Sunday, April 20, 2008

For the year to end-march, house prices in Spain rose at a rate lower than our believed-by-no one official inflation rate of 4.5%. But not in the north west regions of Asturias and Galicia, where the figure was 7%. However, a columnist in the Voz de Galicia, discounts these numbers, claiming they’re a statistical artefact. I’d put it down to Brits continuing to buy properties in Green Spain despite the fall in the pound. But apparently not.

When I was young and the mortgage world was sane, whenever the rate rose you were given the choice by your provider to either extend the term or pay the higher rate. It seems the Spanish government is to manage a return to these days by subsidising the banks so the pain for their customers can be eased. This, it seems to me, is to reward profligacy and, as the phrase has it, to ‘privatise profit and nationalise risk’. The banks must be delighted. But I guess it could be worse; the government could be promising to compensate you for any negative equity you suddenly find yourself with. Or to help the greedy and once-highly-profitable construction industry to survive the bad times. Oh, sorry. It’s already said it will do the latter.

Counting the stars on one of the numerous EU flags one sees around Spain adorning Cohesion Fund projects, I noticed there were only thirteen, against a membership of twenty seven. Odd. Not a number I would have chosen.

If, like me, you’re continually struggling to get a balanced view on today’s key issues/religions of Climate Change and Global Warming, here’s something that’s a must-read. It’s said to be a devastating analysis of the case put forward by the International Panel on Climate Change. Reportedly, it is “Intended for a lay audience and signed by scientists from 15 countries. It takes all the key points of the IPCC's ‘consensus’ case and tears them expertly apart, showing how it has either exaggerated, distorted or suppressed the evidence available to it, or has imputed much greater certainty to its findings than is justified by the data”. If you can't face the whole report, just read the Conclusion on p. 26

Galicia Facts

Well, the weather improved a little for the start of yesterday’s international triathlon events here in Pontevedra and there were a couple of hundred spectators, including me, gathered at the start point. But, by the time the women competitors had climbed out of the [dirty, 14 degrees] river Lerez to get on their bikes, the cold and the rain had returned with a vengeance. As they were dressed in scarcely more than bikinis, I wondered whether the ambulance on stand-by was there to treat pneumonia cases. However, I’m delighted to report the winner of the men’s event was the local hero, Javier Gómez Noya. In the women’s race, the favourite, Vanessa Fernandes, retired because of hypothermia - possibly because she was used to warmer things in her native Portugal. The laurels went to Kathrin Mueller, from the more northern climes of Germany. But at least Fernandes got a lot further than the two ladies who dove into the river and then promptly got out after a mere 10 metres. To a wave of sympathy. From me at least. As the Voz de Galicia put it this morning – The public had a chance to see the hardest and most dramatic side of the triathlon challenge. I’ll say!
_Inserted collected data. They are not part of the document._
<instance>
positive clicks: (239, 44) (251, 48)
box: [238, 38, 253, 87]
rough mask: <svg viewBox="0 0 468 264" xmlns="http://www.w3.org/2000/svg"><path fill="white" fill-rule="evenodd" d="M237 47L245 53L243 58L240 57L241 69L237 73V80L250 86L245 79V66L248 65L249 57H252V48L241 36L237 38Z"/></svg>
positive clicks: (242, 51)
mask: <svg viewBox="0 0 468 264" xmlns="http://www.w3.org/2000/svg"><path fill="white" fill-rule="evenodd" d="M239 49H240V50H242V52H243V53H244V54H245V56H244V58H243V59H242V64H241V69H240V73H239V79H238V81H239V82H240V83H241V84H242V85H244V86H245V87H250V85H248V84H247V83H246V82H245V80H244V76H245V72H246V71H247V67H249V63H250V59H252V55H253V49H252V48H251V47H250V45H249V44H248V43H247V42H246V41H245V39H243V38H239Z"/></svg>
It’s reported that the Scottish highland bagpipe is a “recent invention, developed in the early 1800s for nostalgic Scottish émigrés.” Just like the kilt and most tartans. However, “Although the Highland bagpipe may be a phoney, there is a genuine tradition of piping in Scotland. A simpler type of pipe, which has its roots in the Islamic world, the Mediterranean and eastern Europe, was popular throughout the Highlands until the battle of Culloden in 1745. . . The first documented bagpipe dates to a 1,000BC Hittite carving from modern Turkey. . . The instrument spread through the near east, Europe and the Mediterranean to become a traditional folk instrument in dozens of countries.” So, I wonder where this leaves the Galician gaita? And our national costume. Probably more genuine and not designed for nostalgic émigrés. Even though there were a lot of these.

Talking of invention, I see that the British equivalent of the stories of a Galician Golden Age was the 19th century Romantic Nationalist British insistence that pre-Norman-invasion Anglo-Saxons lived in a truly democratic society where, for example, women had equal rights to men and you could with impunity tell the king where you thought he was going wrong. Tripe, apparently. There’s a lot of it around.